President Donald Trump gathered Thursday evening at his Virginia golf club with the highest-paying customers of his personal cryptocurrency, promising that he would promote the crypto industry from the White House as protesters outside condemned the event as a historic corruption of the presidency.
The gala dinner held at the Trump National Golf Club in suburban Washington, where Trump flew from the White House on a military helicopter, turned into an extraordinary spectacle as hundreds of guests arrived, many having flown to the United States from overseas.
At the club’s entrance, the guests were greeted by dozens of protesters chanting “shame, shame, shame.”
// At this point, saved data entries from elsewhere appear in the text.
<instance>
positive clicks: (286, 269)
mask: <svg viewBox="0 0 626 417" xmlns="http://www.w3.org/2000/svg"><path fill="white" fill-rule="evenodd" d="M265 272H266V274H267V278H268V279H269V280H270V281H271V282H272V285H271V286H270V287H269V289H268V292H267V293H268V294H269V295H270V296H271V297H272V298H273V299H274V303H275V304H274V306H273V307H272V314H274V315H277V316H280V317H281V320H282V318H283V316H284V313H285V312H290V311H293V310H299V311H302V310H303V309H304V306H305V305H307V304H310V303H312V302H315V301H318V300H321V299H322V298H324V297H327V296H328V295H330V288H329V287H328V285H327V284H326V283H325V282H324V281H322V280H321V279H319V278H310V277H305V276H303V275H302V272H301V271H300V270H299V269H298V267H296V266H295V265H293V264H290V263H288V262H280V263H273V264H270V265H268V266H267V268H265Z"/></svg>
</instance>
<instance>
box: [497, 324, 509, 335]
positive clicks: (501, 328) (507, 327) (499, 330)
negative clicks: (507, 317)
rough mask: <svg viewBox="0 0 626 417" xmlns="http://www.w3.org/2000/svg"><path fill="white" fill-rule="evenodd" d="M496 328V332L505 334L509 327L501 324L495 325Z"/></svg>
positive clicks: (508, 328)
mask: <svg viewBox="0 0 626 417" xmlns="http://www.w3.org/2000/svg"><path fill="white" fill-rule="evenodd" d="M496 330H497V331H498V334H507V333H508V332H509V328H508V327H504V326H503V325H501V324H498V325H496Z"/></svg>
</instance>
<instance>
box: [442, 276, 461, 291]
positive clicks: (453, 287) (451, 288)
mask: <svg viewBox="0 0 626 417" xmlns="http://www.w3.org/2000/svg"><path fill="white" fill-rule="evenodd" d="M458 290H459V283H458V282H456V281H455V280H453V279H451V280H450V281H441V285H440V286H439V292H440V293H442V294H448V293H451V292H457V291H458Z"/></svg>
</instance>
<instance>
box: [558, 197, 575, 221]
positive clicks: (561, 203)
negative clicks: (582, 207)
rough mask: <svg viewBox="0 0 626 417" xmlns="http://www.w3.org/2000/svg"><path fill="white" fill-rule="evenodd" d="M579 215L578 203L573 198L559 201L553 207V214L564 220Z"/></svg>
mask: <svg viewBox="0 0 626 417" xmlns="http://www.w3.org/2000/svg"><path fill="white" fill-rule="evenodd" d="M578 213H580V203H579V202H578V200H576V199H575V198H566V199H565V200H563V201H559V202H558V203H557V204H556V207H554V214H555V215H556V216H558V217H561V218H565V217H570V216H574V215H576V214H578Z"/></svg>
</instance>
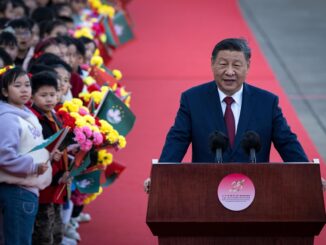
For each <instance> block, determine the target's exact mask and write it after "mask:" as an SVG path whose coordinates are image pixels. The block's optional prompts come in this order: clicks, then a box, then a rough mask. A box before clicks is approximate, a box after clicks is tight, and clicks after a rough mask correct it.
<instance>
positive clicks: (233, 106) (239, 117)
mask: <svg viewBox="0 0 326 245" xmlns="http://www.w3.org/2000/svg"><path fill="white" fill-rule="evenodd" d="M217 90H218V94H219V96H220V103H221V106H222V112H223V115H224V113H225V109H226V103H225V102H224V101H223V100H224V98H225V97H227V95H226V94H225V93H223V92H222V91H221V90H220V89H219V88H217ZM242 94H243V85H242V86H241V88H240V90H239V91H238V92H236V93H235V94H233V95H232V96H231V97H232V98H233V99H234V102H233V103H232V105H231V109H232V112H233V116H234V121H235V132H237V129H238V123H239V118H240V112H241V105H242Z"/></svg>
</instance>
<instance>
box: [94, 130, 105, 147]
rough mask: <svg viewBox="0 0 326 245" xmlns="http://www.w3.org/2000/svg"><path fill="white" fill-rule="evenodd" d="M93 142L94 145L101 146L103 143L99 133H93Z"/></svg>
mask: <svg viewBox="0 0 326 245" xmlns="http://www.w3.org/2000/svg"><path fill="white" fill-rule="evenodd" d="M93 142H94V145H100V144H102V142H103V136H102V134H101V133H99V132H94V133H93Z"/></svg>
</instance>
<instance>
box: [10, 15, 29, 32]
mask: <svg viewBox="0 0 326 245" xmlns="http://www.w3.org/2000/svg"><path fill="white" fill-rule="evenodd" d="M8 26H11V27H12V28H14V29H17V28H22V29H28V30H29V31H32V26H31V23H30V21H29V20H28V18H25V17H23V18H19V19H14V20H11V21H9V23H8Z"/></svg>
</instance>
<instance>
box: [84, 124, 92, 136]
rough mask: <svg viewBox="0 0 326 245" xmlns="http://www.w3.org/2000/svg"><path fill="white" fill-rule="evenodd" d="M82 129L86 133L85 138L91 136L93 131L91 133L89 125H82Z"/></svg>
mask: <svg viewBox="0 0 326 245" xmlns="http://www.w3.org/2000/svg"><path fill="white" fill-rule="evenodd" d="M82 129H83V132H84V133H85V134H86V137H87V138H90V137H92V134H93V133H92V130H91V129H90V128H89V127H87V126H84V127H82Z"/></svg>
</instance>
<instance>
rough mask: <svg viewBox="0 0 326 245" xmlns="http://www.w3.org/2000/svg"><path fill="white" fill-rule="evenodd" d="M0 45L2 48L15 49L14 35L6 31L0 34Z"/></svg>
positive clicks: (13, 34) (15, 39) (14, 36)
mask: <svg viewBox="0 0 326 245" xmlns="http://www.w3.org/2000/svg"><path fill="white" fill-rule="evenodd" d="M0 45H2V46H9V47H12V46H16V47H17V45H18V44H17V39H16V37H15V35H14V34H12V33H11V32H8V31H3V32H1V33H0Z"/></svg>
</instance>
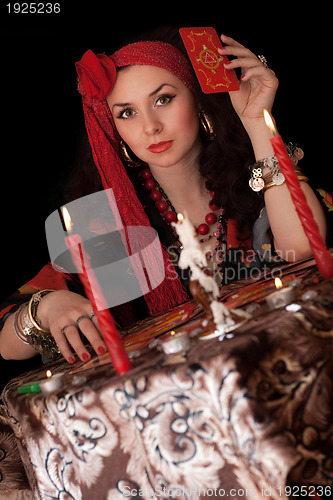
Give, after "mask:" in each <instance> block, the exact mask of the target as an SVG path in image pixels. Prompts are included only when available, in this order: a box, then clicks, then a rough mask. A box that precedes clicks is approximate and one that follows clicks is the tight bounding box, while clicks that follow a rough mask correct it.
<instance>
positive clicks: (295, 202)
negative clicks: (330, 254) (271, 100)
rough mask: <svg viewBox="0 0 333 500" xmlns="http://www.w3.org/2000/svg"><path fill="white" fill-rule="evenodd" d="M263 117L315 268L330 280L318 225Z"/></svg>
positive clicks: (266, 123)
mask: <svg viewBox="0 0 333 500" xmlns="http://www.w3.org/2000/svg"><path fill="white" fill-rule="evenodd" d="M264 116H265V121H266V124H267V126H268V128H269V129H270V131H271V133H272V135H273V137H272V138H271V139H270V141H271V144H272V146H273V149H274V153H275V155H276V157H277V159H278V160H279V164H280V169H281V172H282V173H283V175H284V177H285V179H286V184H287V187H288V189H289V191H290V195H291V198H292V200H293V202H294V205H295V208H296V211H297V214H298V216H299V218H300V221H301V223H302V226H303V229H304V232H305V234H306V236H307V238H308V240H309V243H310V246H311V249H312V252H313V256H314V258H315V260H316V264H317V267H318V269H319V271H320V274H321V275H322V276H323V277H324V278H331V277H333V261H332V258H331V256H330V254H329V252H328V250H327V247H326V245H325V242H324V240H323V238H322V236H321V234H320V233H319V229H318V225H317V223H316V221H315V220H314V218H313V214H312V211H311V208H310V207H309V205H308V204H307V201H306V198H305V194H304V193H303V191H302V188H301V186H300V182H299V180H298V178H297V175H296V173H295V170H294V166H293V164H292V162H291V160H290V158H289V156H288V153H287V150H286V148H285V145H284V144H283V141H282V138H281V136H280V135H279V134H278V132H277V130H276V128H275V126H274V123H273V120H272V117H271V116H270V114H269V113H268V111H267V110H266V109H265V110H264Z"/></svg>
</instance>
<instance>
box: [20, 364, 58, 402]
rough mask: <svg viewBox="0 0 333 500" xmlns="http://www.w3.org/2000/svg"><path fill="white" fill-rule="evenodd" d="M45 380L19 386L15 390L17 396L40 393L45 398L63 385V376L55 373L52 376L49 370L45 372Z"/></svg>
mask: <svg viewBox="0 0 333 500" xmlns="http://www.w3.org/2000/svg"><path fill="white" fill-rule="evenodd" d="M46 377H47V378H46V379H43V380H36V381H34V382H29V383H28V384H23V385H20V386H19V387H18V388H17V392H18V393H19V394H38V393H39V392H41V393H42V394H44V395H45V396H47V395H48V394H52V393H53V392H55V391H57V390H58V389H61V388H62V387H63V386H64V385H65V381H66V379H65V374H64V373H57V374H56V375H52V372H51V370H47V372H46Z"/></svg>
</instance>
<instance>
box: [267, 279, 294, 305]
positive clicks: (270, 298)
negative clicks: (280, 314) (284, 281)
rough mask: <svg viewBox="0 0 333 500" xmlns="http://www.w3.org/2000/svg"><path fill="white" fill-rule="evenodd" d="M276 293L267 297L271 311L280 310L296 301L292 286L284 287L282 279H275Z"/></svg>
mask: <svg viewBox="0 0 333 500" xmlns="http://www.w3.org/2000/svg"><path fill="white" fill-rule="evenodd" d="M275 286H276V288H277V291H276V292H273V293H271V294H270V295H268V296H267V297H266V299H265V300H266V304H267V305H268V307H269V308H270V309H279V308H280V307H284V306H286V305H288V304H290V303H291V302H293V300H294V299H295V290H294V288H293V287H291V286H287V287H283V285H282V281H281V280H280V278H275Z"/></svg>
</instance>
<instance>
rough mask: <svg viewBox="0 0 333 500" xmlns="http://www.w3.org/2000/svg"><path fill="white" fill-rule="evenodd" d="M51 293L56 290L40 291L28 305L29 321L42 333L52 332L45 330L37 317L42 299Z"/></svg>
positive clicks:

It was a spectacle that could only have happened in the era of Donald Trump. Several of the dinner guests, in interviews with The New York Times, said that they attended the event with the explicit intent of influencing Trump and U.S. financial regulations.
“The past administration made your lives miserable,” Trump told the dinner guests, referring to the Biden administration’s enforcement actions against cryptocurrency companies.
The gala attendees made whooping noises while Trump spoke, and applauded as the president declared: “They were going after everybody. It was a disgrace frankly,” according to a video provided to the Times by a dinner guest.
Trump promised to change everything for crypto. “There is a lot of sense in crypto. A lot of common sense in crypto. And we’re honored to be working on helping everybody here.”
Trump and his business partners organized the dinner to promote sales of his $TRUMP token, a meme coin launched just days before Trump’s inauguration. A meme coin is a type of cryptocurrency tied to an online joke or mascot; it typically has no function beyond speculation. But Trump’s coins have become a vehicle for investors, including many based overseas, to funnel money to his family.
The president’s business partners called the dinner the world’s “most EXCLUSIVE INVITATION” and posted a leaderboard online that allowed crypto investors to calculate how many $TRUMP coins they would have to buy to earn one of the approximately 220 seats.
The start of Trump’s second term has been punctuated with more than a dozen of these lucrative transactions for his family and partners: real estate deals from Qatar to Serbia that involve foreign governments, a new banklike crypto venture that has pulled in $2 billion from the government of the United Arab Emirates, a golf tournament at his Miami club sponsored by a Saudi-funded venture.
But none of these profit-seeking pitches has been more explicit than the meme-coin dinner. The event was unlike anything in recent American history — not a campaign fundraiser but a gathering arranged by the president’s business partners to directly enrich the first family.
As guests were flowing into the club, protesters held signs with slogans like “Stop Crypto Corruption,” “Release the guest list” and “No Kings.”
“This is the crypto corruption club,” Sen. Jeff Merkley, D-Ore., yelled at the entrance to Trump’s golf course, speaking so loudly that he had to stop after he lost his voice.
“This is like the Mount Everest of corruption,” Merkley said.
At a news conference on Thursday, the White House press secretary, Karoline Leavitt, rejected any suggestion that Trump was acting inappropriately by hosting the dinner.
“It’s absurd for anyone to insinuate that this president is profiting off of the presidency,” she said before Trump headed to the club. “This president was incredibly successful before giving it all up to serve our country publicly.”
Outside the club, men in tuxedos began gathering by a sign-in table at 5 p.m., collecting wristbands and raffle tickets as they made their way inside to escape the rain. Some of the guests flashed foreign passports as a means of identification.
The dinner menu featured filet mignon and pan-seared halibut, as well as a “Trump organic field green salad.” Trump spoke from a lectern adorned with the presidential seal.
Perhaps the best known crypto investor at the dinner was Justin Sun, a Chinese billionaire who runs the crypto platform Tron. He spent more than $40 million on $TRUMP coins, earning himself the top spot on the leaderboard.
Wearing a black bow tie and accompanied by an assistant who held an umbrella over his head, Sun was among the first guests to arrive. In a brief interview at the club, he told the Times that the dinner would be his first meeting with Trump.
“I’m very excited to meet him and discuss about crypto’s future,” Sun said.
As the event ended, a raffle was held for two Trump-branded watches, and guests posed for a group photo Trump hats on their heads.